Interoperability Initiative

Conversational AI That Works Like the Web

The goal of the Open Voice Network Interoperability Initiative is to enable voice and conversational AI to work like the web. Before us is a future where users can freely find and make use of any conversational assistant and language model that addresses their goals, just as they do now with web pages.

Our path toward achieving this goal is to define, develop, and promote standards – beginning with an open, universal application programming interface (API) – which will enable any conversational assistant that follows the standards to freely interoperate with other standards-using assistants to connect, communicate, and transfer content and control across assistants, platforms, and language models.

We encourage you to learn more about our interoperability work by following the links below, where you can learn about our approach, process, future work, and how to get involved.

Why Interoperability?

This is about access, opportunity, and commercial freedom in the emerging world of conversational artificial intelligence.

Today’s conversational assistants operate largely in isolation.

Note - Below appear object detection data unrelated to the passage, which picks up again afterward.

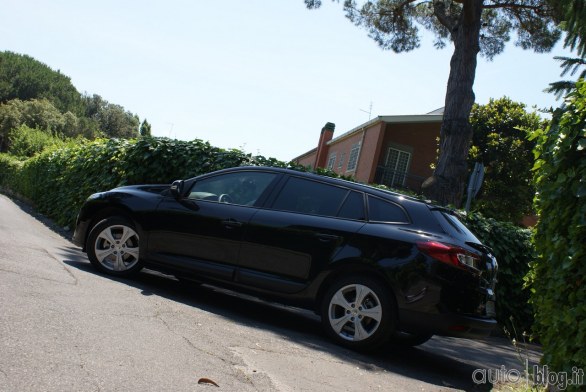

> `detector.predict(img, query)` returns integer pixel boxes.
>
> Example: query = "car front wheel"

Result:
[86,217,142,276]
[321,277,396,351]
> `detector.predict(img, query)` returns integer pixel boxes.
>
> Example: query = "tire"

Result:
[321,276,396,351]
[392,332,433,347]
[86,217,143,276]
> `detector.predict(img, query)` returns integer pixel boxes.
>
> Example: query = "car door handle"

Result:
[315,233,340,242]
[222,219,242,229]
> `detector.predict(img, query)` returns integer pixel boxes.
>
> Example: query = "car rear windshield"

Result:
[431,208,481,244]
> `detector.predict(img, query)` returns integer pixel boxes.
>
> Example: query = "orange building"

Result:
[293,108,443,192]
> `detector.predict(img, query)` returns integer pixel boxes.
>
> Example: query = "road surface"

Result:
[0,194,537,392]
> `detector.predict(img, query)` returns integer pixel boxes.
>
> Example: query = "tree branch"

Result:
[433,1,456,32]
[482,2,545,14]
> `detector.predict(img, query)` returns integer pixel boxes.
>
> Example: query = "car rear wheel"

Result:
[86,217,142,276]
[321,277,396,351]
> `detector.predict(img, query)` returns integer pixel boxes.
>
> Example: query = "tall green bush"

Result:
[0,137,288,225]
[528,80,586,376]
[8,124,65,157]
[465,213,536,338]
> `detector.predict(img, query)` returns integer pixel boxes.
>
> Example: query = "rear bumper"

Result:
[399,311,497,339]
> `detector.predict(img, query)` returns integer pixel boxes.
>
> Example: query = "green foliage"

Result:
[0,52,141,145]
[0,153,23,191]
[543,56,586,99]
[304,0,560,59]
[527,80,586,378]
[0,52,81,114]
[548,0,586,57]
[0,99,91,151]
[83,94,139,138]
[468,97,543,223]
[140,118,152,136]
[8,125,65,157]
[464,213,536,339]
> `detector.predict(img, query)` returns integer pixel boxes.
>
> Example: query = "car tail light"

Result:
[417,241,481,270]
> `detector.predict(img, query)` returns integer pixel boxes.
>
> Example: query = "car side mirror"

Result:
[169,180,183,199]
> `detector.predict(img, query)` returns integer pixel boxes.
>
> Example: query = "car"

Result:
[73,167,498,351]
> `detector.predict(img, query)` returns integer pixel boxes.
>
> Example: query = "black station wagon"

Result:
[74,167,497,349]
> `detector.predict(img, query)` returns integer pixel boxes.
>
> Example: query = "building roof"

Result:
[292,107,444,161]
[326,112,443,145]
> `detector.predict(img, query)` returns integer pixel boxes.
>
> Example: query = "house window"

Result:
[381,147,411,187]
[346,143,360,171]
[338,152,346,169]
[328,152,336,170]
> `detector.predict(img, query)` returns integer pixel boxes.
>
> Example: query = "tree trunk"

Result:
[423,0,482,207]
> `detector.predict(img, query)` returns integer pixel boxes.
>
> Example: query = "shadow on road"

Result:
[62,247,506,391]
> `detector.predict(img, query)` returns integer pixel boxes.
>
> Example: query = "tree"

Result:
[544,56,586,99]
[0,52,81,115]
[549,0,586,57]
[468,97,545,223]
[305,0,560,206]
[140,118,151,136]
[527,80,586,382]
[545,0,586,99]
[82,94,139,138]
[0,99,71,151]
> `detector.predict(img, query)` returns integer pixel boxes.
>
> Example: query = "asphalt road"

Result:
[0,195,537,392]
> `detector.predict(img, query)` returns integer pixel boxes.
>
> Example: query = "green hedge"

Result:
[528,80,586,380]
[464,213,536,339]
[0,137,335,226]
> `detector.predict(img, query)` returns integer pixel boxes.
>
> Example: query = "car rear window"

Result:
[273,177,348,216]
[338,191,366,220]
[368,196,409,223]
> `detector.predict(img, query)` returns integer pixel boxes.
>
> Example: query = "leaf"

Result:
[197,377,220,388]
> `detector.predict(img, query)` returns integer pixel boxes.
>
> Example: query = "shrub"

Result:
[464,213,536,338]
[527,80,586,380]
[8,125,65,157]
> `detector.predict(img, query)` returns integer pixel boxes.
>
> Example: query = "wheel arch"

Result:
[83,205,142,251]
[315,261,398,321]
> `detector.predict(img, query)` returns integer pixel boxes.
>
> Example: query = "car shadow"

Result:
[61,247,498,391]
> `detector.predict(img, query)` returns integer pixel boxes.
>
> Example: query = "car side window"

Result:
[273,177,348,216]
[187,172,277,206]
[338,191,366,220]
[368,196,409,223]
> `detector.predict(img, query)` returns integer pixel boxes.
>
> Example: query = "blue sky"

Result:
[0,0,570,160]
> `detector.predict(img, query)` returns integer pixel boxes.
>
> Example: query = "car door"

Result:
[236,176,365,293]
[148,171,278,280]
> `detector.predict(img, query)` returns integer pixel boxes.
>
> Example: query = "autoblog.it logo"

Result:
[472,361,584,390]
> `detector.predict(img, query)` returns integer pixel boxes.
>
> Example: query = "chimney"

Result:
[315,123,336,168]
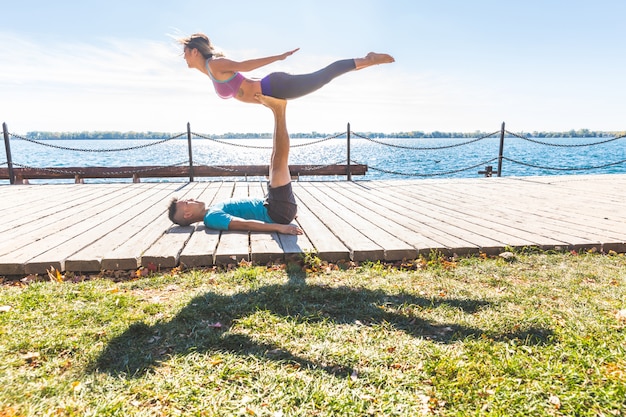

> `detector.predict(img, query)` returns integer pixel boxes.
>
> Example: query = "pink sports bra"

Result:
[206,58,245,99]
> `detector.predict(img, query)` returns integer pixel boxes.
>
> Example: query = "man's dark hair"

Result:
[168,197,191,226]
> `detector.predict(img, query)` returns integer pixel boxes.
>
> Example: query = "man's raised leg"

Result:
[256,94,291,188]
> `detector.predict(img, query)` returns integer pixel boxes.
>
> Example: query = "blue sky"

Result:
[0,0,626,133]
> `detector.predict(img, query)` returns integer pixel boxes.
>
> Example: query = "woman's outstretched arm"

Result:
[209,48,300,76]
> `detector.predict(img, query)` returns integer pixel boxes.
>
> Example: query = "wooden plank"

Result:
[311,182,417,261]
[141,184,219,269]
[6,185,160,274]
[346,180,493,254]
[0,164,367,181]
[180,182,233,268]
[293,183,350,262]
[450,182,619,245]
[65,183,175,272]
[0,184,125,240]
[0,185,152,274]
[380,179,567,250]
[298,183,384,261]
[102,183,196,270]
[0,174,626,275]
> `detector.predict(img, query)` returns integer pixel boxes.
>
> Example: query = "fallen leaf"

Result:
[47,266,63,282]
[22,352,41,362]
[548,395,561,410]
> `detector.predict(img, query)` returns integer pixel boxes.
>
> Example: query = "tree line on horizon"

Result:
[25,129,626,140]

When a user is talking to an assistant and needs some information that it doesn’t have, the user is forced, in the best case, to open another assistant and start over. Sometimes finding another assistant is even impossible because the right assistant only works on a device the user doesn’t have.

This situation is in sharp contrast to the World Wide Web, where web browsers allow users to find, and freely visit, billions of web pages. All of these billions of web pages are, for the most part, hosted by very different organizations. This is possible because web pages are based on standards that all web browsers understand.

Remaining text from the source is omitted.